"Coal will continue as the foundation of Poland's power generation for a long time," Sasin concluded.
Neither the government nor the ruling Law and Justice (PiS) party have plans to speed up the end of hard coal production in Poland, the Polish state assets minister has said.
“There is a social agreement under which coal mining is to be phased out by 2049,” Jacek Sasin told reporters in Zabrze, southern Poland, on Monday.
Sasin made the statement after a meeting with a group of signatories of the social contract concerning the future of hard coal in Poland.
“Let me declare on behalf of the government and the ruling party that the social agreement will be fully implemented,” Sasin said, adding that neither the government nor PiS had any plans to accelerate the process of the country’s departure from coal.
Having admitted that many questions had recently been asked and a number of mix-ups had occurred, Sasin said that the meeting served “to clear up all doubts which had appeared.”
“Coal will continue as the foundation of Poland’s power generation for a long time,” the minister concluded.

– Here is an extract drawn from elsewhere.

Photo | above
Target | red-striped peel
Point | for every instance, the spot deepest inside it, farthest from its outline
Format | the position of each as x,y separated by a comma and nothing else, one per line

Poland is still heavily reliant on fossil fuels, especially coal, and opposes the fast-tracking of the EU’s green agenda. Warsaw argues it needs many more years to switch to green energy sources as it struggles with the legacies of the communist regime before 1989 that promoted coal mining and coal-fired power plants.
In April, the European Parliament approved key pieces of legislation that are part of the Fit for 55 in 2030 package. This is the EU’s plan to reduce greenhouse gas emissions by at least 55 percent by 2030 compared to 1990 levels and reach climate neutrality by 2050.
The Polish coal mining industry employs about 75,000 people and mining unions are still strong enough to exert significant pressure on any government when it comes to energy policy.